- Born: 1969 (age 56–57)
- Education: Case Western Reserve University; Wharton School at the University of Pennsylvania; Johns Hopkins University; Cornell University;
- Occupations: Entrepreneur and professor
- Spouse: Laura Hewitt Ladd

= Ted Ladd =

American researcher (born 1969)

Ted Ladd is an American entrepreneur and academic at Harvard University and Hult International Business School.

==Career==
Ladd is a professor of entrepreneurship at the Hult International Business School. Based on its San Francisco campus, he was the former Dean of the campus, Dean of Global Research, and founding Academic Director of the Doctorate in Business Administration. He also teaches students on Hult's campuses in Boston, New York, London, Shanghai, and Dubai. He also is an instructor on platform entrepreneurship at Harvard University. He was a visitor professor at Stanford University, Copenhagen Business School and the lead faculty member for social entrepreneurship at the Bainbridge Graduate School, now part of Presidio Graduate School.

Ladd was the Director of Ecosystems at WIMM Labs, which was acquired by Google as the foundation for its WearOS, powering smart watches from dozens of international brands. Ladd was the platform evangelist and company spokesman for Palm Inc. to describe the future of handheld mobile technology. He was the VP of Business Development at HOMER energy, which was acquired by UL. He founded, led, secured funding, sold, or otherwise participated in several other startups.

Ladd is a director of Lower Valley Energy, which serves electricity and natural gas to businesses and residents in northwestern Wyoming, as well as portions of eastern Idaho and southern Montana. He is on the Advisory Board of the Wyoming Small Business Development Center, which is jointly funded by the U.S. federal Small Business Administration, the University of Wyoming, and the Wyoming Business Council. He was a director of the latter from 2003 to 2009, appointed by Governor Freudenthal and confirmed by the Wyoming Senate. He served as a director of the Community Foundation of Jackson Hole. He was a candidate for Wyoming's sole seat in the U.S. House of Representatives in 2004. Following that race, Ladd was named one of Wyoming 40 under 40.

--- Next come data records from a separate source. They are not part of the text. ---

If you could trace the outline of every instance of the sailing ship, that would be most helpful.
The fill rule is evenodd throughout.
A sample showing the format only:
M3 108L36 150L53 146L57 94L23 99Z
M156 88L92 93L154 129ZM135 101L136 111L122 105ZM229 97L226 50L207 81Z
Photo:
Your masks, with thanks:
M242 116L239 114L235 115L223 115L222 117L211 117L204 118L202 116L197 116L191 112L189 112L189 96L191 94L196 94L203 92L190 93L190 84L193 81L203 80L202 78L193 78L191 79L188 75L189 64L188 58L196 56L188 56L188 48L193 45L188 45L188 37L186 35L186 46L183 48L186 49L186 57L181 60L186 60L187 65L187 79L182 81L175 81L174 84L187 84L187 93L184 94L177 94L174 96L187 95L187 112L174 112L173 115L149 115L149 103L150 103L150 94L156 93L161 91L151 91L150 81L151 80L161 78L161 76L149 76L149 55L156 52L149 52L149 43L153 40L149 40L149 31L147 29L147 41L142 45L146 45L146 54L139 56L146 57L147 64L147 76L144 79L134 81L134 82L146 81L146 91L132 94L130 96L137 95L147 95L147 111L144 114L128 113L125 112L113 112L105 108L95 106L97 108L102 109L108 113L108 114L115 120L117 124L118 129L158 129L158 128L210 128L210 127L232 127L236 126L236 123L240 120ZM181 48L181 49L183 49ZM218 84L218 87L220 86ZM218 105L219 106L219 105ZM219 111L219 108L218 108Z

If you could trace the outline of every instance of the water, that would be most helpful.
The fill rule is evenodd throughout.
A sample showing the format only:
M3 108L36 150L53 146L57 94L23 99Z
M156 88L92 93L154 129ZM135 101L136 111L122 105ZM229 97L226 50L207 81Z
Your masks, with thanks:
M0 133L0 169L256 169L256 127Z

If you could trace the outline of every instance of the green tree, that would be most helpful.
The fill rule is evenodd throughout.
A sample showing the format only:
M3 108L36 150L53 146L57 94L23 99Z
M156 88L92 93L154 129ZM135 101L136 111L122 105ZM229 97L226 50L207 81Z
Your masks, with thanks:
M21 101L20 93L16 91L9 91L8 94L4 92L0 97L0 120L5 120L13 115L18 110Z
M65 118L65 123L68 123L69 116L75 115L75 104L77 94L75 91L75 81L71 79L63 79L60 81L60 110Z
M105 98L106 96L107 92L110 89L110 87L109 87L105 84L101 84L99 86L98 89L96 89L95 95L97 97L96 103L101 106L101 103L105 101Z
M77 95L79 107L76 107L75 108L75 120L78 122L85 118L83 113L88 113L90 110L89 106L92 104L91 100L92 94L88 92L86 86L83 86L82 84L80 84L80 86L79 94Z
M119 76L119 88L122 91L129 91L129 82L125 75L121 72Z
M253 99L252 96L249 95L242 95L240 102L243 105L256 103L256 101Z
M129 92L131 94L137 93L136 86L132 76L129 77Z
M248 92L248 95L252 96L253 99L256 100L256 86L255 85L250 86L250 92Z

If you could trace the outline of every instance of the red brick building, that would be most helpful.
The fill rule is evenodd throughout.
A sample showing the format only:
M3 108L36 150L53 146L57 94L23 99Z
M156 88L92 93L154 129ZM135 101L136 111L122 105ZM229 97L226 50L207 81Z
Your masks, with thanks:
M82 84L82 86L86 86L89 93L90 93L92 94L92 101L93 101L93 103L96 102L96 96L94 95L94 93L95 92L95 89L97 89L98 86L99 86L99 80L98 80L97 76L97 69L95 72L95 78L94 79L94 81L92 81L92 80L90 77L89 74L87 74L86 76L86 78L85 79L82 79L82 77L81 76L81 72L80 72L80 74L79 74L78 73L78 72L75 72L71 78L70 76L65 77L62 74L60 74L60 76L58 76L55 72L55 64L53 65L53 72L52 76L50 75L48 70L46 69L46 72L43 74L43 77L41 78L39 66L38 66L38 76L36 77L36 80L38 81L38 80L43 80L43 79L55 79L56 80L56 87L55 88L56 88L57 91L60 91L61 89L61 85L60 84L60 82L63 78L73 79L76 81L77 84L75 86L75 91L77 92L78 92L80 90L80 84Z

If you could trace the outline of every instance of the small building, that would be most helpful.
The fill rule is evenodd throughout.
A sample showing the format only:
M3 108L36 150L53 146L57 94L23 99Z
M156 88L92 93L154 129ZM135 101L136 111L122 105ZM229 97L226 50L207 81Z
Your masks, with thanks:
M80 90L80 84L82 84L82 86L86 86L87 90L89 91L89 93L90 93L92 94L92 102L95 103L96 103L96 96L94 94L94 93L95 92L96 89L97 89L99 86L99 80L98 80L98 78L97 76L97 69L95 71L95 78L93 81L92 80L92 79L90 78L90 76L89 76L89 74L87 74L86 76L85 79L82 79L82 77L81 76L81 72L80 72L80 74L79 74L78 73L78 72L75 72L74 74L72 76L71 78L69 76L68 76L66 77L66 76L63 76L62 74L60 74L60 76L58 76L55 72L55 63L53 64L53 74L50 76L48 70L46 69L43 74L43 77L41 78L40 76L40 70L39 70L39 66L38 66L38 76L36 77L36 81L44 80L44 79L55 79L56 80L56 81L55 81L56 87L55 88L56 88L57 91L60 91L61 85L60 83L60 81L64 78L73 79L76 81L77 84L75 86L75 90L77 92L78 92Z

He is a member of the Advisory Board at Nth Venture, a venture studio that incubates early-stage start-up businesses. He is also a Strategic Advisor to Ethical Compass Advisors, a consulting firm that helps technology embed ethics into their governance structures. Clients include Meta, Anthropic, and several other large technology companies.

== Research ==
Ladd focuses on the processes by which entrepreneurs design and test new ideas to create new companies, especially as multi-sided platforms (e.g. Lyft and AirBnb). His recent publications include:
- A column at Forbes
- Innovating with Impact with Alessandro Lanteri, published by the Economist
- The Platform Canvas with Marcel Alleins and Markus Proesch, winner of the Best Conceptual Paper USASBE annual conference and described in Forbes
- "Success and Self-Confidence Through Rejection", TEDxHultAshridge
- "The Limits of Lean", Harvard Business Review
- "The Embedded Enterprise", Stanford Social Innovation Review
- "Customer Development and Effectuation: A Review of Textbooks to Teach a Contemporary Introduction of Entrepreneurship", Management Teaching Review
- "Business Models at the Bottom of the Pyramid: Leveraging Context in Undeveloped Markets." Proceedings of the Academy of Management Annual Meeting, 2014
- "How To Reinvent Your Business To Thrive After The Coronavirus" Forbes

A complete list can be found at ORCID.

==Awards==
- Best Conceptual Paper at the U.S. Association for Small Business and Entrepreneurship annual conference
- Fulbright Scholarship: SyCip Distinguished Lecturing Award in the Philippines
- Research Fellow with the Engaged Practitioner-Scholar program at Case Western Reserve University
- Best Teacher in the Program at Hult: 2015, 2016, 2017, 2018, 2019, 2020, 2021, 2022, 2023, 2024.
- Paper "most relevant to practicing entrepreneurs" at the U.S. Association for Small Business and Entrepreneurship
- Best paper in Social Entrepreneurship at the Academy of Management

== Education ==
Ladd received a PhD in management from the Weatherhead School of Management at Case Western Reserve University, an MBA from the Wharton School at the University of Pennsylvania, a joint master's degree in international economics with honors from the School of Advanced International Studies (SAIS) from Johns Hopkins University, a BA from Cornell University cum laude as a triple major in biology (focused on ecology and systematics), government and technical sociology, and a farrier's certificate at the Oklahoma School of Horseshoeing.

== Personal ==
Ted Ladd and his wife, Laura Ladd, live in Jackson Hole, Wyoming with their dog, The Project.